Hackback took me a long time to do. There are so many steps required just to get a shell. For extra difficulty, AppLocker is enabled and an outbound firewall policy is configured to block reverse shells. This box has a bit of everything: fuzzing, php, asp (for pivoting with reGeorg), command injection in a Powershell script, some light reversing. For the privesc, I used the diaghub vulnerability and modified an existing exploit to get a bind shell through netcat.
I think Netmon had the quickest first blood on HTB yet. The user flag could be grabbed by just using anonymous FTP and retrieving it from the user directory. I guessed the PRTG admin password after finding an old backup file and changing the year in the password from 2018 to 2019. Once inside PRTG, I got RCE as SYSTEM by creating a sensor and using Nishang’s reverse shell oneliner.
To solve Querier, we find an Excel spreadsheet that contains a VBA macro then use Responder to capture NTLM hashes from the server by forcing it to connect back to our machine with xp_dirtree. After cracking the hash, we gain RCE on the server by using the standard xp_cmdshell command. The Administator credentials are found in a Group Policy Preference file.
Flujab was without a doubt one of the toughest HTB box. It’s got a ton of vhosts that force you to enumerate a lot of things and make sure you don’t get distracted by the quantity of decoys and trolls left around. The key on this box is to stay ‘in scope’ as the box author hinted at before the box was released, so that means enumerating two specific domains without getting distracted by all the other stuff on the box.
Help showed that a small programming mistake in a web application can introduce a critical security vulnerability. In this case, the PHP application errors out when uploading invalid extensions such as PHP files but it doesn’t delete the file.

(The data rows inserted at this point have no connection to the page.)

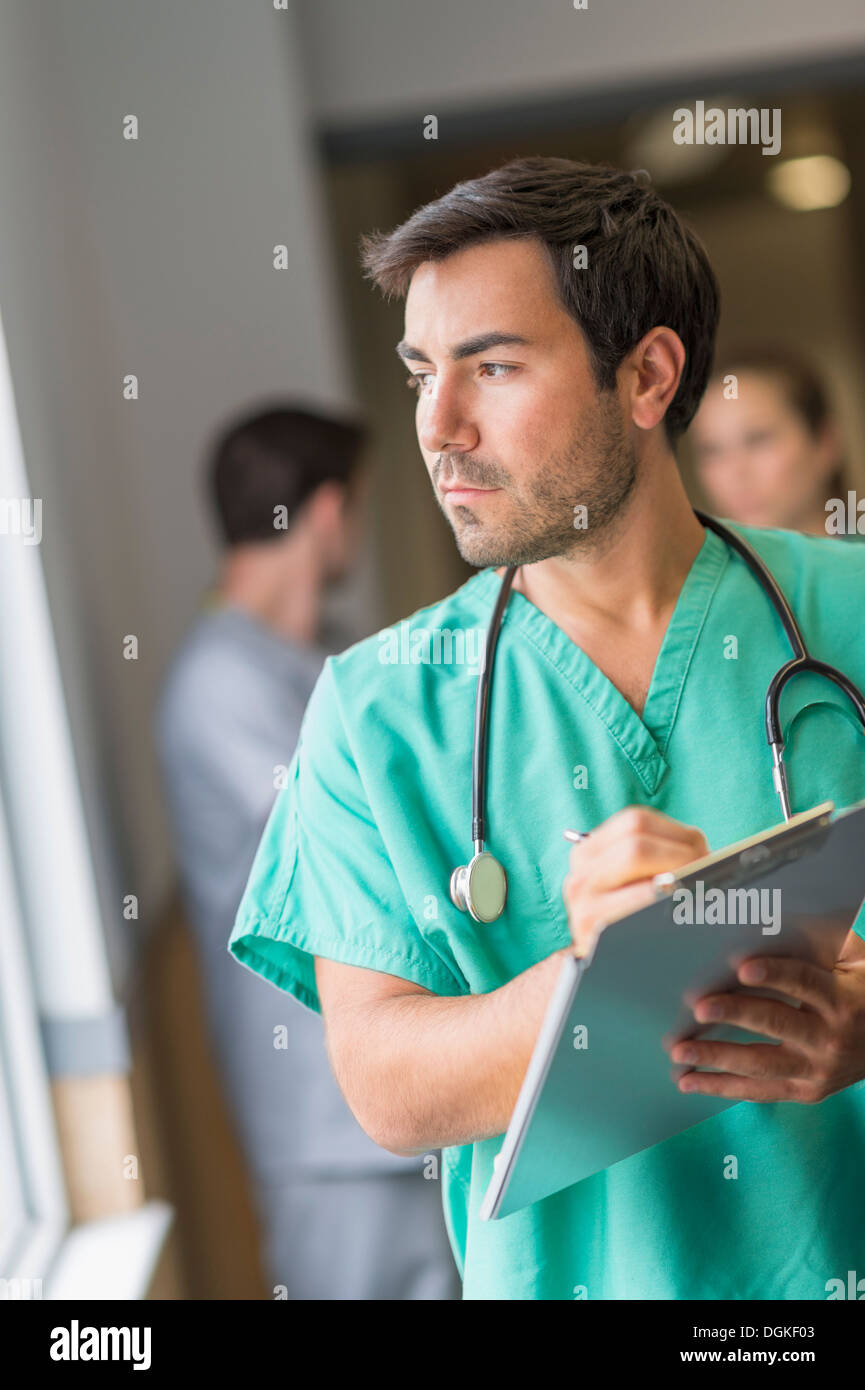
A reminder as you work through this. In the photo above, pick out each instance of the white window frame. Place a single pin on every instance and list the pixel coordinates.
(53, 961)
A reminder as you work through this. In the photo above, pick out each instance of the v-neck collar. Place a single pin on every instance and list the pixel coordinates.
(641, 737)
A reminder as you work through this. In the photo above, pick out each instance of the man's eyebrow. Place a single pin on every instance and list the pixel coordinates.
(481, 342)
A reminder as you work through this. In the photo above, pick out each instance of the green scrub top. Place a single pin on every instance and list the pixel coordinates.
(356, 856)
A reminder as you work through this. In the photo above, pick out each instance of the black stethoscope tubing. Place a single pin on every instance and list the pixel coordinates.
(800, 662)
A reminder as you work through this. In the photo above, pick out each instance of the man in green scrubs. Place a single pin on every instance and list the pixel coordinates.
(559, 330)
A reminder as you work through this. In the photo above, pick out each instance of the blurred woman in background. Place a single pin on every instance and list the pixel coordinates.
(766, 446)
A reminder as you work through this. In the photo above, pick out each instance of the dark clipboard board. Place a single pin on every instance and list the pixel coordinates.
(586, 1107)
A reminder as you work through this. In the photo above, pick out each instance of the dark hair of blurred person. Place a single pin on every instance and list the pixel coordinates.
(285, 484)
(769, 455)
(338, 1216)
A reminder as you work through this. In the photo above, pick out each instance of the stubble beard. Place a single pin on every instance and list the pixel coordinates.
(595, 471)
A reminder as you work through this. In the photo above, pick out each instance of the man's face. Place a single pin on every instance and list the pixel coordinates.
(508, 407)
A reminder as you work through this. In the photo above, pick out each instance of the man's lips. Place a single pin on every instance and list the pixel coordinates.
(461, 492)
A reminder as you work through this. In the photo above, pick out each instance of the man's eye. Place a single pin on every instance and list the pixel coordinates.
(417, 380)
(498, 366)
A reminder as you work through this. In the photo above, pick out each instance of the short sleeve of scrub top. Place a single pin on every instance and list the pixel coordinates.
(321, 881)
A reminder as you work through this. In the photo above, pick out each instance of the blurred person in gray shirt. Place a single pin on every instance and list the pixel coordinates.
(340, 1216)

Combined with a predictable filename generated based on MD5 of original file + epoch, we can get RCE.
Sizzle was an amazing box that requires using some Windows and Active Directory exploitation techniques such as Kerberoasting to get encrypted hashes from Service Principal Names accounts. The privesc involves adding a computer to domain then using DCsync to obtain the NTLM hashes from the domain controller and then log on as Administrator to the server using the Pass-The-Hash technique.
Chaos starts with some enumeration to find a hidden wordpress site that contains a set of credentials for a webmail site. There’s some simple crypto we have to do to decrypt an attachment and find a hidden link on the site. We then exploit the PDF creation website which uses LaTeX and gain RCE. After getting a reverse shell, we do some digging into the user’s folders and find the webmin root credentials stored in the Firefox user profile.
Conceal uses IPSec to secure connectivity to the server and nothing is exposed by default except SNMP and IPSec. After finding the preshared key by enumerating with SNMP, we connect to the server, upload an ASP payload to gain RCE then privesc to SYSTEM using RottenPotato. Not a bad box overall, but the initial part of figuring out the IPSec configuration parameters took me a while to figure out/guess.
Lightweight was a fun box that uses Linux capabilities set on tcpdump so we can capture packets on the loopback interface and find credentials in an LDAP session. We then find more credentials in the source code of the web application and finally priv esc to root by abusing a copy of the openssl program that all has Linux caps set on it.